The tax administration collects a lot of information that is useful to other government agencies. Because of this, the law provides for the interagency exchange of information. This kind of provisions will likely be expanded in the future. A clear advantage of this exchange is that a more complete picture of a person can be formed. The downside is that it becomes more difficult to check the veracity of the underlying information. This may lead to false conclusions as happened in the robo-debt scandal in Australia. In addition, function creep may also cause a vacuum in the system of legal protection. This risk is exemplified by a recent case before the Dutch Supreme Court in which a civilian’s data was collected by the police for law enforcement purposes. The law requires that this information be deleted as soon as possible given the reason for their collection. Through interagency data-exchange, however, the data ended up with the tax administration, who is allowed to keep all data for seven years. Legal protection apparently does not follow the information, thus big data can alter civilians’ legal protection.
At the same time, connecting data sets magnifies the risk of data leaks.

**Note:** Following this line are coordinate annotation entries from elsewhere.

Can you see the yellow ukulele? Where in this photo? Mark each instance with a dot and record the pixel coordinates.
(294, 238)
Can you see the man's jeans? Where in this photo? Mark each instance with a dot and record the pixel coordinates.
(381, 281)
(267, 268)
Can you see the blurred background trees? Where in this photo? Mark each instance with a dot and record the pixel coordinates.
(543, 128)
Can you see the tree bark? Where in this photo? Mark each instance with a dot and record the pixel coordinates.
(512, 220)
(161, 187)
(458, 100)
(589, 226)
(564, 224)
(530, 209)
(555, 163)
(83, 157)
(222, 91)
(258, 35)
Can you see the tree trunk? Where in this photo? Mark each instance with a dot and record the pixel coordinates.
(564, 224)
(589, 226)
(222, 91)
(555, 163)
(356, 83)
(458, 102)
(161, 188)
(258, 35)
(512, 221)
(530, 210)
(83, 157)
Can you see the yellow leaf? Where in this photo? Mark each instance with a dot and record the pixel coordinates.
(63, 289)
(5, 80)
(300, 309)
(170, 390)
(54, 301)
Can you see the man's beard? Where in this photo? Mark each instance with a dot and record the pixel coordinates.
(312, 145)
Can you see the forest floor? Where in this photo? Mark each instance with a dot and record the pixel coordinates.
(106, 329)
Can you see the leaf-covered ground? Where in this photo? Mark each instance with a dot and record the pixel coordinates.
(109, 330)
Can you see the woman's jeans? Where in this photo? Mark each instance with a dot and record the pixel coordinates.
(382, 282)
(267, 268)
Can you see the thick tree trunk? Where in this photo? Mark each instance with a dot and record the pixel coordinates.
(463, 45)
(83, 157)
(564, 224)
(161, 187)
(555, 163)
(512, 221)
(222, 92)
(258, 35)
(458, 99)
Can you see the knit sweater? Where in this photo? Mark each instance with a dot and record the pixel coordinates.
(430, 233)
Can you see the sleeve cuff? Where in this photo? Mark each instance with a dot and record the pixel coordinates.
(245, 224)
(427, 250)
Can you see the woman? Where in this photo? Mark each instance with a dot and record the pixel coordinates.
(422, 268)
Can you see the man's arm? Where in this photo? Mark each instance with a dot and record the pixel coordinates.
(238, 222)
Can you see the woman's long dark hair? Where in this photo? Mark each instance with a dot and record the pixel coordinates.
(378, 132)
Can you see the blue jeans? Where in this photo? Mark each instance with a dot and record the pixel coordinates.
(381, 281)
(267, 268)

Large collections of data and the increasing number of data exchanges exposes taxpayers to a much greater risk in the case of information being compromised. Data protection is not always up to standard in all countries, which is important when information is exchanged internationally. Thus, these risks must be kept in mind when new legislation is enacted and new bilateral or multilateral information exchange treaties are ratified.

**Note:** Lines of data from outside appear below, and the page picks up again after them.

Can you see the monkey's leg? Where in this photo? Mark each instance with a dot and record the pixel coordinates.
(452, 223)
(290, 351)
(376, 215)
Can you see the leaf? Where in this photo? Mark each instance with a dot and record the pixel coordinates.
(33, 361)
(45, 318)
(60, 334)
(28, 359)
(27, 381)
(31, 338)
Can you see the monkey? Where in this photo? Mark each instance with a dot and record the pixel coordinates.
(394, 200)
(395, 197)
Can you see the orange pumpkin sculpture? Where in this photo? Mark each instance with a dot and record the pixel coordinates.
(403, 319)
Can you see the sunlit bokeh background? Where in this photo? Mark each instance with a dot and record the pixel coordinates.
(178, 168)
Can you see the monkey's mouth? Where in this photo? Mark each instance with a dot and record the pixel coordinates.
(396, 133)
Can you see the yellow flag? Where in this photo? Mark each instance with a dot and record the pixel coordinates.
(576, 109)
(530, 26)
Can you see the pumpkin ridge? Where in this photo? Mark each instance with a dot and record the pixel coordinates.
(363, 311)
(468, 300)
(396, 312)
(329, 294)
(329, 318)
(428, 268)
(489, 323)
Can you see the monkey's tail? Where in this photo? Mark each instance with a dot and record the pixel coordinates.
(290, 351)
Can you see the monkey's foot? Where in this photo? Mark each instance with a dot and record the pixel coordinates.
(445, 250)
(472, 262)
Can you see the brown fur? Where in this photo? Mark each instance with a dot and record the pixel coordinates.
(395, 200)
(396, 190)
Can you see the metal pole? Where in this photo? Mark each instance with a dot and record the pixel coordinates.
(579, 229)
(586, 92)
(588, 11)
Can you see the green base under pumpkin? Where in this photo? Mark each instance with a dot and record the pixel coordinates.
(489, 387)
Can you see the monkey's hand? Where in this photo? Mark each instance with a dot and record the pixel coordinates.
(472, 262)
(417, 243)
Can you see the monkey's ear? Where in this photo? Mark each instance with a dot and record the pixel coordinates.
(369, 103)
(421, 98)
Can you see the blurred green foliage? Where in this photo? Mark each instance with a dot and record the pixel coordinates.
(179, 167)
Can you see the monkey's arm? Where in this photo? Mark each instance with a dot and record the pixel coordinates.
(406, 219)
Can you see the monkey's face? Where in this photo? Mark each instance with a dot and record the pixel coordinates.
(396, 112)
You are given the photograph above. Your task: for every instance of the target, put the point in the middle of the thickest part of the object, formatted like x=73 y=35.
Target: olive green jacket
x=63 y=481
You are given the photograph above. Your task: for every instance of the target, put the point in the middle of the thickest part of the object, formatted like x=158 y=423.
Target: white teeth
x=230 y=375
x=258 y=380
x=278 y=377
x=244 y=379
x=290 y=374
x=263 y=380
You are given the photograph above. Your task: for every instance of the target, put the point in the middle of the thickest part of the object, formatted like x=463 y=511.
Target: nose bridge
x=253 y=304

Because of quantum computers, auditors will be able to analyze data even better, which makes their conclusions more complex and harder to verify. Additionally, because of artificial intelligence, like machine learning, it will become harder to scrutinize how a computer learns. Therefore, it is important that there is transparency in order to verify the value and veracity of big data. Tax administrations have to be transparent about the correlations and causal connections of the data used and paired. In this regard, I conclude that visualization has to be added to the aforementioned Vs of big data because a lack of transparency would lead to distrust of the tax administration. After all, the tax administration is able to collect extraordinary detailed information about taxpayers but the tax administration is not transparent about the use of all that information. This does not mean that the tax administration has to reveal all its examination strategies, but a more transparent approach would also stimulate corporate compliance.
The use of big data by the tax administration means that new choices have to be made regarding the legal protection of taxpayers. This development calls for a fundamental reflection on the fiscal legal protection in the future. Big data will undoubtedly improve efficiency in taxation, but this does not justify accepting just any applications of big data since it can seriously jeopardize taxpayers’ rights.